Gaetano Orseolo se mit à rire :

— Je ne remercierai jamais assez le Ciel de n’être pas né américain. Quel programme ! En tout cas, il fallait n’avoir aucune psychologie pour imaginer Boni, qui a toujours l’air d’arriver tout droit de la cour de Louis XV, rentrant fumer son cigare chez lui au coin du feu en lisant le journal de Wall Street les pieds dans des pantoufles.

— Le coin du feu a du bon, sourit Pierre d’Orignac. Elaine et moi aimons à nous y attarder le soir quand les enfants dorment et que la maison est silencieuse. Cela nous permet de nous créer un univers à nous ! Et c’est encore mieux quand nous sommes à Orignac…

— En tout cas, déclara Alexandra, vous avez de nos maris une opinion simpliste, mon cher comte. Je peux vous assurer que, chez nous, les pantoufles ne quittent pas la chambre à coucher.

Jusqu’à cet instant, Fontsommes n’avait prêté aucune attention à la conversation. Il continuait à bavarder à mi-voix avec lady Ann auprès de laquelle il était placé à table et à gauche de la maîtresse de maison, ce qui le mettait en face d’Alexandra assise, elle, à la droite du marquis.

— J’avoue que j’aimerais savoir comment vit un haut magistrat aux États-Unis, fit-il sur un ton amusé non exempt d’insolence.

Tout à l’heure, lui et Mrs Carrington avaient échangé des saluts comme deux inconnus et il était tout de suite revenu à sa jolie veuve. Alexandra ne répondit pas tout de suite et le considéra d’un air perplexe, tel le spécimen rare d’une race étrange.

— J’ignore comment vous vivez vous-même, monsieur le duc, et en vérité cela ne m’intéresse guère, mais je peux vous affirmer une chose : peu d’Européens riches ou titrés ou les deux à la fois vivent avec plus d’élégance et de dignité que Jonathan.

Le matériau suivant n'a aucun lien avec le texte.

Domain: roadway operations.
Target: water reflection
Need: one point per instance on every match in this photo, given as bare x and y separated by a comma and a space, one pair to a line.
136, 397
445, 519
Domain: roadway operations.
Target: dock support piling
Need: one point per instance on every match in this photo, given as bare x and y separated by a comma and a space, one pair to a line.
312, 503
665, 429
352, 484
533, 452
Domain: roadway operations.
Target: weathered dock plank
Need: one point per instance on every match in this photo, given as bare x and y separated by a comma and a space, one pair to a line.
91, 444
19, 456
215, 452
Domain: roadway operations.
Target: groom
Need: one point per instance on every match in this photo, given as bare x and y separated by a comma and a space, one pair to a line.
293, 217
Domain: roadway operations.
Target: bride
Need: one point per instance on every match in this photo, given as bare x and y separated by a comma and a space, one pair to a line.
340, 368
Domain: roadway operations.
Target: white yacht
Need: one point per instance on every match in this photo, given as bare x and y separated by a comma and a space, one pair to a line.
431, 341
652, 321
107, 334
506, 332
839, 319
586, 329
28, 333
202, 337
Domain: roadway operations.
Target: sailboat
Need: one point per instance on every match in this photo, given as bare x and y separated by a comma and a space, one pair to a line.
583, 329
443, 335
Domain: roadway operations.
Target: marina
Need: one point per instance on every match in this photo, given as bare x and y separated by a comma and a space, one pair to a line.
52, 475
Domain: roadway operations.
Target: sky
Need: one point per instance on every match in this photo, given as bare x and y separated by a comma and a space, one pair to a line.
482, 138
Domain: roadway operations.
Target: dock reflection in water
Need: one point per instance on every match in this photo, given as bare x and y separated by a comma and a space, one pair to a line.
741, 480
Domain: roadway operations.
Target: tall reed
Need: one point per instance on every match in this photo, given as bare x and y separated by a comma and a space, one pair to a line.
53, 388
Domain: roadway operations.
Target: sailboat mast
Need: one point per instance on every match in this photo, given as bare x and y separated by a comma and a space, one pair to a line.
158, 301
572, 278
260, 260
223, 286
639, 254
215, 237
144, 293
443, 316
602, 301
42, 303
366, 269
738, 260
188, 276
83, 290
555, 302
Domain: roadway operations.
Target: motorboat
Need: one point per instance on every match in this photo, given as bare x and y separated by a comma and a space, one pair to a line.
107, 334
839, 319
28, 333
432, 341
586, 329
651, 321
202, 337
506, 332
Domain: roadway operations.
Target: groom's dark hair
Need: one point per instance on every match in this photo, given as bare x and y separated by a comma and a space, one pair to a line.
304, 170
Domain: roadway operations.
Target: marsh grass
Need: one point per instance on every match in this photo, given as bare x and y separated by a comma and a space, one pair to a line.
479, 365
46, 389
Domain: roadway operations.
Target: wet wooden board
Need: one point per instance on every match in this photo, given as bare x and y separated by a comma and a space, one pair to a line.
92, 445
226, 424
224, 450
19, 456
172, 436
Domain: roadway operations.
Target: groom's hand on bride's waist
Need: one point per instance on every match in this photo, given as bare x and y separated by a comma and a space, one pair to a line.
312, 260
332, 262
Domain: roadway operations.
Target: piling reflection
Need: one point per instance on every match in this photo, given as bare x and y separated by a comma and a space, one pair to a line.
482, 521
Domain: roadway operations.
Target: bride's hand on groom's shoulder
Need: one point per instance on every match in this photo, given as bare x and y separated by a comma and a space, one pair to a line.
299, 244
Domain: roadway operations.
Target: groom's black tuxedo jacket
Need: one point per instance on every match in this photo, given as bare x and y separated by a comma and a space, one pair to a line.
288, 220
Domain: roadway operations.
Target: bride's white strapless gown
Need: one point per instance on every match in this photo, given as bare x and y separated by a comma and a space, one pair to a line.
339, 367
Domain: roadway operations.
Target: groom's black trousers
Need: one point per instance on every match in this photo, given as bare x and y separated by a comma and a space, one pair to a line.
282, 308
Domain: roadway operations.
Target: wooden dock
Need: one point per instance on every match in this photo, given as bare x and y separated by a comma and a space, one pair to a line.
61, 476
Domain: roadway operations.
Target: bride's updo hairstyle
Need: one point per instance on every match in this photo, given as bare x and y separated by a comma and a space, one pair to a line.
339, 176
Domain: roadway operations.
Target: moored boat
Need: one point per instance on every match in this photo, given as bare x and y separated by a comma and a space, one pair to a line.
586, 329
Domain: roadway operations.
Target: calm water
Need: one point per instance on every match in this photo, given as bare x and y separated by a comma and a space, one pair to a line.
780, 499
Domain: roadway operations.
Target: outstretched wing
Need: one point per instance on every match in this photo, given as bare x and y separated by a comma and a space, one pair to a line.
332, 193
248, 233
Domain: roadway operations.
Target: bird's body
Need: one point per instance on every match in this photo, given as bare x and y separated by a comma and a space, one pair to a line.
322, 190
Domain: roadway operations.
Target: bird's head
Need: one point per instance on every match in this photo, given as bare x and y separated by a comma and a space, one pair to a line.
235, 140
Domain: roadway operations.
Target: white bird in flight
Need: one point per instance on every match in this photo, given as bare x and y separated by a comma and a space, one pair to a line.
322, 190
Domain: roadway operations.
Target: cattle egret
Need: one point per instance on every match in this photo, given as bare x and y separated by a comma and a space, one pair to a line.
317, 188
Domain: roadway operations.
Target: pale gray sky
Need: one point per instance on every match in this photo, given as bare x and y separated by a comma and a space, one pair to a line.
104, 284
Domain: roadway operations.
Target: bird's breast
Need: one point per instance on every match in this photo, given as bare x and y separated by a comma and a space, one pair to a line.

Il y eut un petit silence que l’un des célibataires, le comte Le Gonidec, se hâta de briser en demandant qui était allé voir la Main passe, la nouvelle pièce de Georges Feydeau que l’on donnait au théâtre de la Renaissance mais, à l’exception de Sacha Magnan et de Fontsommes, personne ne l’avait vue.

— Je ne crois pas que nous irons, dit Pierre d’Orignac. L’humour de M. Feydeau est un peu léger. Cela ne plairait pas à ma femme et je ne suis pas certain qu’aucune de ces dames y prenne plaisir. Ou bien elles ne comprendront pas tout et elles ne s’amuseront pas ou bien elles comprendront et seront peut-être choquées… N’oubliez pas qu’elles sont américaines.

— N’exagérez pas ! fit Orseolo. Les dames bien nées des États-Unis ne sont pas aussi pudibondes que vous le dites. Elaine s’amuse au théâtre de Feydeau et j’ai l’intention de l’emmener.

— Et voilà, dit sa femme en riant, comment on démolit une réputation ! Qui donc a dit : « Seigneur, débarrassez-moi de mes amis, mes ennemis je m’en charge » ? Mais c’est vrai que Feydeau m’amuse. Nous vous emmènerons un de ces soirs, Alexandra !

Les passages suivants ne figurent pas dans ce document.